Writing about something you know helps solidify your knowledge by forcing you to express it in a form that is accessible by an audience other than your peers. The ability to provide an understandable context of how and why programmers approach problems has value. The more the customers for our software know about what goes into creating it, the better their ability is to provide meaningful feedback. Writing about how and why you approach problems the way that you do forces you to examine your process so that you can replicate the successes and mitigate the failures.
Another reason to write about something you know is to provide insights that you have gained through the variety of work that you have done for different clients for whom you have worked. When siting down to write about software architecture, you are not writing it for others at your current or past projects. You are writing for those about to start similar projects. You are writing about the lessons learned the hard way so that your peers can avoid making the same mistakes. Software development is both an art and a science, and within either discipline there are forums for publishing successes and failures. Honesty about what didn’t work has much greater value than simply promoting yourself by only reporting what succeeded.
Writing a short form article about something that you want to learn helps by forcing you to start with a SMART (Specific, Measurable, Attainable, Realistic, Time-bound) goal. Unless you are planning on writing a book, the learning goal for an article needs to be specific and limited in scope. Writing an article on how to use a new language feature to implement a solution to an existing problem is a topic that can be covered in a 1000-word blog post. Another example of a properly contained topic would be comparing the performance of various popular solutions to a simple problem.
Even though you define a goal/problem in your introduction, you shouldn’t measure your success solely by how close you come to solving it. Another measure of your success is the existence of a new article. At the completion of the article, you have either achieved your desired result or you have documented a method that does not work. This success, even without your solution, is and should be a great motivator to continue to write more articles.
You are a consultant or a developer. Your successes are in contrast with that of a college professor. Your research needs to focus on attainable goals: how to solve a new problem with a familiar technology or solving a familiar problem utilizing a new technology. Instructors, college professors, and other researchers are charged with pushing the boundaries of human knowledge. As a problem solver, consultant, or developer, you should be focused on expanding your own boundaries.
It is unrealistic for anyone to define the whole breadth and depth of a subject within 1000 words. A short form article constrains you to focus on either a shallow depth and limited breadth or a deep dive into a specific portion. A good example of limiting the breadth and depth of a subject would be a survey of the different networking options available when setting up a Kubernetes cluster. In contrast, determining the effect of different BatchFlushIntervals in WindowsAzure.ServiceBus implementations on the throughput of a particular workload would be good a deep dive article topic.
Limit yourself to one week when writing on a subject about which you want to learn. This is long enough for you to do a few hour-long experimentation sessions and then replicate them. If you work for a company that has an active developer community and you have not made any progress by day two, ask for some guidance or a push in the right direction. If you don’t have options available to you at work then explore other networking options, such as a local user’s group or a similar community on one of the tech forums (StackOverflow or Reddit are great places to start). Any topic that takes you longer than a week to research is something that you should probably invest in a course or book to learn. Adjust your time limit as you write more and more articles, because your optimal time might be different than mine.
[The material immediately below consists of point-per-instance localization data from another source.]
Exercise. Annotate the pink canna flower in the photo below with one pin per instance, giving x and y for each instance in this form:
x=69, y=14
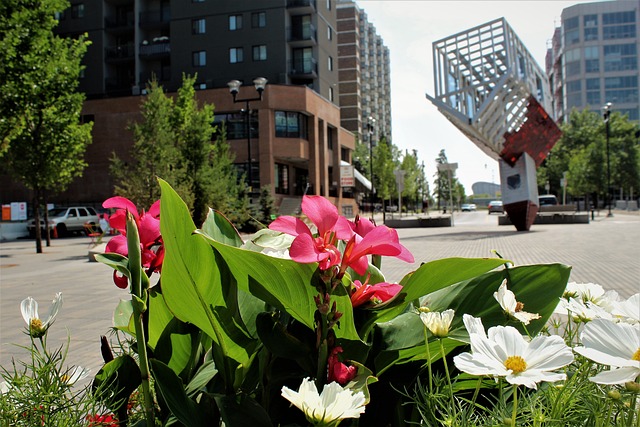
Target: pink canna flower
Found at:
x=377, y=293
x=338, y=371
x=307, y=248
x=380, y=240
x=149, y=229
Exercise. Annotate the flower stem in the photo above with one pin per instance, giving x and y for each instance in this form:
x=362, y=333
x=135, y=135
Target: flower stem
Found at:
x=514, y=413
x=135, y=269
x=426, y=343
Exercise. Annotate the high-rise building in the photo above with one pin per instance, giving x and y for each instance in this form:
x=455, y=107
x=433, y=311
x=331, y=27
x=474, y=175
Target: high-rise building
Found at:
x=296, y=143
x=364, y=74
x=593, y=58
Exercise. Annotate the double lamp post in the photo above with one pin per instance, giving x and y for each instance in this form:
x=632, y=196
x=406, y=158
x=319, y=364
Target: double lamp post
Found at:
x=234, y=87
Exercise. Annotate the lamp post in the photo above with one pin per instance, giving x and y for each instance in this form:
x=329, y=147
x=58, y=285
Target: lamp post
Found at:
x=371, y=121
x=607, y=115
x=234, y=87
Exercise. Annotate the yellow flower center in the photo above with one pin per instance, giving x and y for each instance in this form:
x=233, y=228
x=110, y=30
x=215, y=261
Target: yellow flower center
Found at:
x=515, y=364
x=36, y=325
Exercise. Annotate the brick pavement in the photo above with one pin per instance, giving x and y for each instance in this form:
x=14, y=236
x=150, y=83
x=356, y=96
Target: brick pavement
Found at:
x=607, y=252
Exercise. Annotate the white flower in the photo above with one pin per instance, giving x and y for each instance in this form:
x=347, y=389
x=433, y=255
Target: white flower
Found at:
x=582, y=311
x=613, y=344
x=438, y=323
x=333, y=405
x=513, y=308
x=505, y=353
x=29, y=308
x=74, y=375
x=628, y=310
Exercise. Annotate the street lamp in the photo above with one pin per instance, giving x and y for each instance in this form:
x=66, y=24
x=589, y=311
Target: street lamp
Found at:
x=371, y=121
x=234, y=87
x=607, y=115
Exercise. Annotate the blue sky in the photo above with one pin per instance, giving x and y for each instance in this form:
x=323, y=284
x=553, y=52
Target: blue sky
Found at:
x=409, y=28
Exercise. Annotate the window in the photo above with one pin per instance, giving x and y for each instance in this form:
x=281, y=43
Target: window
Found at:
x=199, y=58
x=259, y=19
x=621, y=89
x=198, y=26
x=235, y=22
x=291, y=124
x=620, y=57
x=618, y=25
x=590, y=23
x=592, y=59
x=77, y=11
x=260, y=53
x=571, y=31
x=574, y=94
x=593, y=91
x=282, y=179
x=236, y=54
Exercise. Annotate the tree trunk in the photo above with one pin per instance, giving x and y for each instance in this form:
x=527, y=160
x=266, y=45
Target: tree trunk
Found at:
x=36, y=214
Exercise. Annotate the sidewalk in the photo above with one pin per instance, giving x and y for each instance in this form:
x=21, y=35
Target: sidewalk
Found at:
x=606, y=251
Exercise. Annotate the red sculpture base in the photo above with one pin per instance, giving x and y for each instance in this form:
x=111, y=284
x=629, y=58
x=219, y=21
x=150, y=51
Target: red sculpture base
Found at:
x=522, y=214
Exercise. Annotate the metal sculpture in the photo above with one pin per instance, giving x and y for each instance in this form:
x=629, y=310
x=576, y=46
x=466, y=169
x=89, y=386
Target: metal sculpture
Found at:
x=489, y=86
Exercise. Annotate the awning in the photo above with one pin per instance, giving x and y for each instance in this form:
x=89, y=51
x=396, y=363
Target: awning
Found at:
x=359, y=177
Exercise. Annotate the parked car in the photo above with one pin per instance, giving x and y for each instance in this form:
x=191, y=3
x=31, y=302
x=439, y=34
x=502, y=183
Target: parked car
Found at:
x=495, y=206
x=547, y=200
x=67, y=220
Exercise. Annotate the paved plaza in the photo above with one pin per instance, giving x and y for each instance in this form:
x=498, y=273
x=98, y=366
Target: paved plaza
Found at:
x=606, y=251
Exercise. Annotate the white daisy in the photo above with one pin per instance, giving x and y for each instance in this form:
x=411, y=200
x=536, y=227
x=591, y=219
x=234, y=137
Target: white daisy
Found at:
x=75, y=374
x=505, y=353
x=438, y=323
x=29, y=308
x=334, y=404
x=628, y=310
x=614, y=344
x=513, y=308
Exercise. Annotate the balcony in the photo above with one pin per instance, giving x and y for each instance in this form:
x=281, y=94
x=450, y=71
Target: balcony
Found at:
x=302, y=36
x=155, y=19
x=122, y=53
x=305, y=68
x=120, y=24
x=155, y=50
x=301, y=6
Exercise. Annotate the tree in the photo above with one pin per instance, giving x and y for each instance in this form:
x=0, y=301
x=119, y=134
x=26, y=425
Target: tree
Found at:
x=174, y=141
x=42, y=140
x=153, y=154
x=384, y=165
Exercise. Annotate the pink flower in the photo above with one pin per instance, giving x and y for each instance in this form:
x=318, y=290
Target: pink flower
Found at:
x=148, y=223
x=307, y=248
x=377, y=293
x=338, y=371
x=380, y=240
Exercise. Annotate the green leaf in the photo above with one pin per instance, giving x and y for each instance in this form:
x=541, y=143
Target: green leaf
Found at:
x=218, y=227
x=172, y=390
x=538, y=286
x=121, y=377
x=430, y=277
x=122, y=317
x=284, y=284
x=242, y=411
x=199, y=291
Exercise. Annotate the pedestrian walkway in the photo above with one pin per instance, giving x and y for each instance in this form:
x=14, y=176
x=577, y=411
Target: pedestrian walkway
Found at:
x=606, y=251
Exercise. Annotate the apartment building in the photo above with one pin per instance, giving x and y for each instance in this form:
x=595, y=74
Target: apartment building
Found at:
x=364, y=75
x=295, y=143
x=593, y=58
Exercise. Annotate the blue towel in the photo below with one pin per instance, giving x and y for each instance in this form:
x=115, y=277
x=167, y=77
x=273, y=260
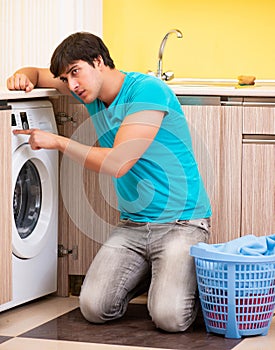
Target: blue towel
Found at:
x=246, y=245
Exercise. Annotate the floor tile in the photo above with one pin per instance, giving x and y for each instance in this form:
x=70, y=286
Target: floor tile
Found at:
x=23, y=318
x=134, y=329
x=34, y=344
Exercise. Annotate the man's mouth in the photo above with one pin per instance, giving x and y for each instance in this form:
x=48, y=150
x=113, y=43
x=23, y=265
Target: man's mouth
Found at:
x=81, y=93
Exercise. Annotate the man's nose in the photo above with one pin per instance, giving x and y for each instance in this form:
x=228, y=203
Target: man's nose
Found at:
x=73, y=84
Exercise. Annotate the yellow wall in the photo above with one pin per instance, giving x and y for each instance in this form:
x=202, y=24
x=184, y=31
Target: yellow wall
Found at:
x=221, y=38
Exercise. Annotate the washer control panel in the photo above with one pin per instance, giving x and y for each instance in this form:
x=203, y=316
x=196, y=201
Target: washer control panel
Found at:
x=31, y=114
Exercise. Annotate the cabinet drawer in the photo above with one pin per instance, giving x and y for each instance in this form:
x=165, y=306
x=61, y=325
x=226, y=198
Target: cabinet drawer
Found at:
x=259, y=120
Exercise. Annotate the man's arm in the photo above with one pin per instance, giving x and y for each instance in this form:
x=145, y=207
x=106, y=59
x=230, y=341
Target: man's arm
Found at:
x=28, y=78
x=133, y=138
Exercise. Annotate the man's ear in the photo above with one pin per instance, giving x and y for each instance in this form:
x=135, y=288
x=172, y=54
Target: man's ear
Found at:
x=98, y=61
Finally, writing about a less familiar subject also helps anchor the material in your mind. Having to put the concepts into your own words in a way that will allow someone else to replicate your experience forces you to slow down and think about each step of the process. When writing a learning article, think about building a VM with a vanilla OS to force yourself to consider each tool and step you take along the way. You can use snapshots to allow you to roll the VM back to the starting state several times, as you attempt to follow along with your written steps. Assume nothing, and test each step with malicious ignorance.
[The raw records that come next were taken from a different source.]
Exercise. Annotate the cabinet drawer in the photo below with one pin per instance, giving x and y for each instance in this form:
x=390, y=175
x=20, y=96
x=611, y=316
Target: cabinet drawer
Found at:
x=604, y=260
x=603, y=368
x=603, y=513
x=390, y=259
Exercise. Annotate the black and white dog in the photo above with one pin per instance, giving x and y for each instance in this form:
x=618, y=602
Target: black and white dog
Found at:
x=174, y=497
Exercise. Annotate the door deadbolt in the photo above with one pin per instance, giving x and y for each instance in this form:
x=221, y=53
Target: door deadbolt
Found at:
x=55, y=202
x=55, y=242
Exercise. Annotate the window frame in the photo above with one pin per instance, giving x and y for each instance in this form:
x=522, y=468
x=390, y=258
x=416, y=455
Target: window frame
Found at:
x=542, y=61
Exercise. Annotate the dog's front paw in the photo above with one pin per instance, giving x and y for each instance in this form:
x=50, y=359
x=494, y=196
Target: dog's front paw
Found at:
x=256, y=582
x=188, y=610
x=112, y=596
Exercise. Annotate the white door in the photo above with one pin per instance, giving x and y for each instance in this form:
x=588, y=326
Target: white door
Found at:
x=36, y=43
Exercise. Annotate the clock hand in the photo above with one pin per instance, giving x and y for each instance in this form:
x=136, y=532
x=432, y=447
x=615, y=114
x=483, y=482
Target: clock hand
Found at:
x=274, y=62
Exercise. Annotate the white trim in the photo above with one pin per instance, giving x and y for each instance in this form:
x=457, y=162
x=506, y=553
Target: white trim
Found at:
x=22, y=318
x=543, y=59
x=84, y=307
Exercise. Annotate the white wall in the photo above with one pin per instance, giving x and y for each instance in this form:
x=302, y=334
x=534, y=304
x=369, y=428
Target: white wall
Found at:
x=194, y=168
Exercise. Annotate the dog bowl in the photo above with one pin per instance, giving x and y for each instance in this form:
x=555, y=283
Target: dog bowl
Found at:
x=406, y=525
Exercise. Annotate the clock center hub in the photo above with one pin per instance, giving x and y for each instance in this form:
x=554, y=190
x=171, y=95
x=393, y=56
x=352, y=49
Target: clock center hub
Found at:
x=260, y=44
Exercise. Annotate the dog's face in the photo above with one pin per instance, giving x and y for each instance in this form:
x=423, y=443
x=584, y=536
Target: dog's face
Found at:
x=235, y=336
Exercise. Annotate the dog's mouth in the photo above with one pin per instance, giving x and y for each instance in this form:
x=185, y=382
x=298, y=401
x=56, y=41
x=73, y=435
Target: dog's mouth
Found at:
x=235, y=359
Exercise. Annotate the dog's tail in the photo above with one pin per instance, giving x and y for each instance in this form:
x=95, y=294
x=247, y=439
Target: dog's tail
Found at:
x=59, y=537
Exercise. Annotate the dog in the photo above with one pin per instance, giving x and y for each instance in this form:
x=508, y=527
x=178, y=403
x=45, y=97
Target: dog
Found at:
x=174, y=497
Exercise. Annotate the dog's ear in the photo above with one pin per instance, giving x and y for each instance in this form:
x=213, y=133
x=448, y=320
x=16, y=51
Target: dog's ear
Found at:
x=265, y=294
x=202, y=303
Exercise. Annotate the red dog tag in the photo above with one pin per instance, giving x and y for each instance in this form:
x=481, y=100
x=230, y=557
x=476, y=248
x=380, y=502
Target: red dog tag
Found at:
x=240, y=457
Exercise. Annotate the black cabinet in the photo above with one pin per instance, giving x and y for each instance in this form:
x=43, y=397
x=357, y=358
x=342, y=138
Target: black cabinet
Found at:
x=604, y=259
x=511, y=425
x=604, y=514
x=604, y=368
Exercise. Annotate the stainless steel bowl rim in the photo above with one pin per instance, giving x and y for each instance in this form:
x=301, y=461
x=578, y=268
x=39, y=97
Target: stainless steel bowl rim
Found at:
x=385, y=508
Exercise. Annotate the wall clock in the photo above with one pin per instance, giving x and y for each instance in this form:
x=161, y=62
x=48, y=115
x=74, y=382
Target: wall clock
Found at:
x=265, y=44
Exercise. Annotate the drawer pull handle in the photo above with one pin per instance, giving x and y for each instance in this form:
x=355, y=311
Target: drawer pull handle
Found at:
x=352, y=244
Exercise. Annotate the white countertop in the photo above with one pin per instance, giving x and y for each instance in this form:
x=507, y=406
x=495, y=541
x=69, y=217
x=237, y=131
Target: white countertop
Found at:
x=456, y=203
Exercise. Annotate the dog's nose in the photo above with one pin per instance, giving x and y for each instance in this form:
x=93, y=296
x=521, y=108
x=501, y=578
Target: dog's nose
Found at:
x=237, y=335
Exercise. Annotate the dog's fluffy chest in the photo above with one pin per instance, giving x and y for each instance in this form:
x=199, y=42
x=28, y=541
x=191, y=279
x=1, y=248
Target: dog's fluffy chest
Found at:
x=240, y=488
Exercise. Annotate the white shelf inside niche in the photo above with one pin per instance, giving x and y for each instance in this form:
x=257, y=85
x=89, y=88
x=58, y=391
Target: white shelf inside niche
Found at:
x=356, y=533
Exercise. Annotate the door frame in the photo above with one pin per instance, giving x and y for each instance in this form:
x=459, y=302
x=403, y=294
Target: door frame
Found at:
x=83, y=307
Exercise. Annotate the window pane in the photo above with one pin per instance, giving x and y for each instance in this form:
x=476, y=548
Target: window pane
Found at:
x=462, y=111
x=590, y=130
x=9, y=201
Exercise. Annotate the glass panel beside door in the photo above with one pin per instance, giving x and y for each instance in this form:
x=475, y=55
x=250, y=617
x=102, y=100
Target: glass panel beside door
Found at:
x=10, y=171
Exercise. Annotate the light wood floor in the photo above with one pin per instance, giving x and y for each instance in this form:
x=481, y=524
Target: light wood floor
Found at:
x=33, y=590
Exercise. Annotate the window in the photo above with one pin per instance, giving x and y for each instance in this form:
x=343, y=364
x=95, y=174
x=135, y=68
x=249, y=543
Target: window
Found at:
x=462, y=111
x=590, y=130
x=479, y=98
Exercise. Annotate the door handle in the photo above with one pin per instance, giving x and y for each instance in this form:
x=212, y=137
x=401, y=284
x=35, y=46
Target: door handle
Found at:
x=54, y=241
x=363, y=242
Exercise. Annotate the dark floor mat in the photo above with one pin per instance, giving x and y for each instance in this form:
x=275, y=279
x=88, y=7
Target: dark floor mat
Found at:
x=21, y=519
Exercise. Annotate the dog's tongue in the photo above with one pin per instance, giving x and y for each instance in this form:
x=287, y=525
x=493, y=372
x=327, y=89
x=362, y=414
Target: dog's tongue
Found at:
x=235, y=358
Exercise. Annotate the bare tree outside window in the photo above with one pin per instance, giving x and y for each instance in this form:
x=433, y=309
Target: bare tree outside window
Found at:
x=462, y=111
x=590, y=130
Those are the types of blog posts that I write and the reasons behind them. I have attempted to force different types of articles for different audiences in the past, but when I am doing something that isn’t natural for me, I tend to lack motivation. My job is not to write articles, my job is to help write software to solve problems. Writing blog posts like this one and the ones described above help me be a better communicator, ensuring that the solution we are implementing is solving the right problem.
Afterword: Ok, that is over my 1000-word goal, but that is not the entire writing process. There are two important steps that I have not covered. Editing and peer review. It has taken me around 2 hours to write out my first draft of this article. After I complete an article, I let it sit for a day or two and then come back and re-read it for content and clarity. If it is an article that I am publishing on my own blog then I will upload it and schedule it to publish. If it is an article that I am intending to publish in a different forum then after I have made my edits, I will send it out to a couple of peers to proof before publishing.